Il caso Detroit
Gli errori commessi a Detroit nella gestione della crisi dell’industria automobilistica e nella comprensione del cambiamento del tessuto sociale indicano la strada da evitare
di Andrea Ranelletti
Detroit verrà probabilmente commissariata dallo Stato del Michigan per porre un argine al suo dissesto economico. Il governatore del Michigan, il repubblicano Rick Snyder, ha annunciato che con ogni probabilità a breve verrà nominato un Manager d’emergenza, cui verranno dati pieni poteri per rimettere a posto il bilancio della città “in più grandi difficoltà finanziarie degli interi Stati Uniti”.
Di fatto esautorato il sindaco della città, l’ex-cestista hall of famer Dave Bing del Partito Democratico. Eletto nel 2009, Bing ha palesato il proprio disappunto nei confronti della decisione, pur limitandosi pubblicamente a sottolineare che offrirà la propria piena cooperazione al prossimo manager.
Snyder ha annunciato di aver già in mente il nome del futuro emergency manager, ma che scioglierà le riserve non prima di dieci giorni. La decisione, che non conosce molti precedenti negli Stati Uniti per città di tali dimensioni e importanza, ha già creato forte malcontento all’interno della Motown, luogo di forti tensioni sociali e con alti tassi di povertà e criminalità. Il governatore ha giustificato la propria azione di forza adducendo l’assenza di un piano di risanamento convincente da parte dell’amministrazione, a suo parere incapace di rimettere a posto i conti.
Un enorme buco di oltre 300 milioni di dollari e debiti per circa 14 miliardi: sono queste le astronomiche cifre del dissesto economico detroitiano. Quali mezzi avrà il manager straordinario per rimettere ordine ai conti della città? Taglio di contratti e delle spese pubbliche, ristrutturazione dei servizi e rinegoziazione degli accordi con le società municipalizzate. Il commissariamento della città dovrà impedire a Detroit di finire in bancarotta: qualora tale evenienza non potesse essere scongiurata neppure in questo modo, la Motown diventerebbe la più grande città statunitense a subire tale destino (ad oggi il record è detenuto da Stockton in California).

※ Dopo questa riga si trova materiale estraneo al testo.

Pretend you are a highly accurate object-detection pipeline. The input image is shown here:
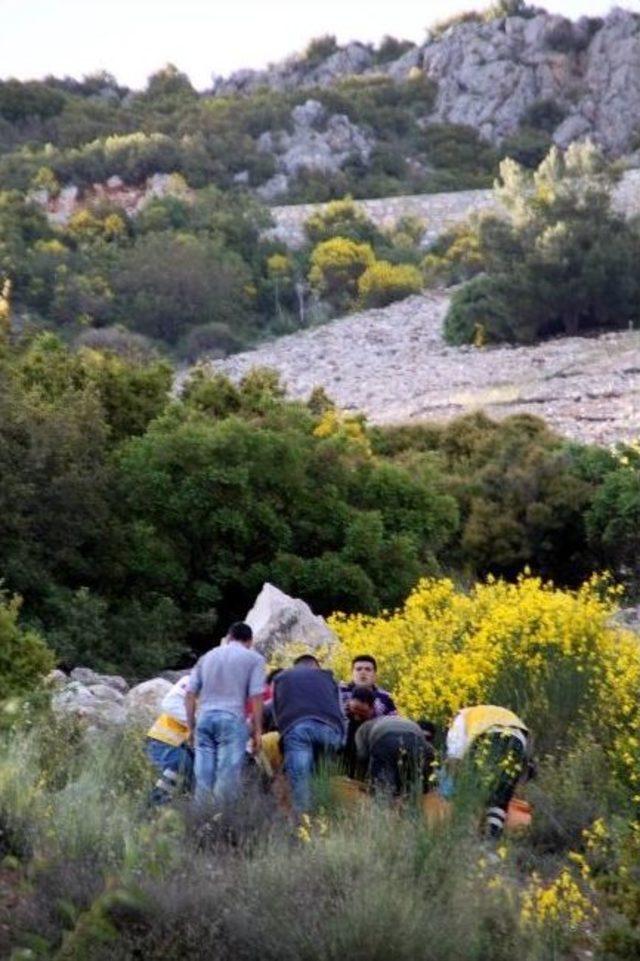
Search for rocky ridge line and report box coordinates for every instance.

La recessione seguita alle grandi crisi economiche ha colpito duramente uno dei principali centri industriali degli Stati Uniti. Il crollo economico ha contribuito al processo di desertificazione della città che ha perso un quarto dei suoi abitanti, arrivando ai 700mila attuali. L’allontanamento graduale della borghesia benestante ha causato una progressiva “ghettificazione” della città, aumentando esponenzialmente il livello di povertà – e conseguentemente la richiesta di servizi sociali – e riducendo il margine di tassazione imponibile sugli abitanti.
La crisi di Detroit è quella di una città che ha legato il suo destino a doppia mandata all’industria dell’auto. Il progressivo abbandono della città da parte degli operai in favore dei centri residenziali che circondano la città ha portato la desertificazione della città. Nonostante l’economia stia dando segnali di ripresa e il tasso di disoccupazione sia fortemente calato, la città risente ancora delle passate recessioni che hanno messo in ginocchio l’industria. L’Italia dovrà apprendere quella lezione per evitare di commettere gli stessi sbagli nella gestione del suo settore automobilistico. I conti in rosso della Fiat non dovranno sfibrare ulteriormente il tessuto sociale del nostro Paese.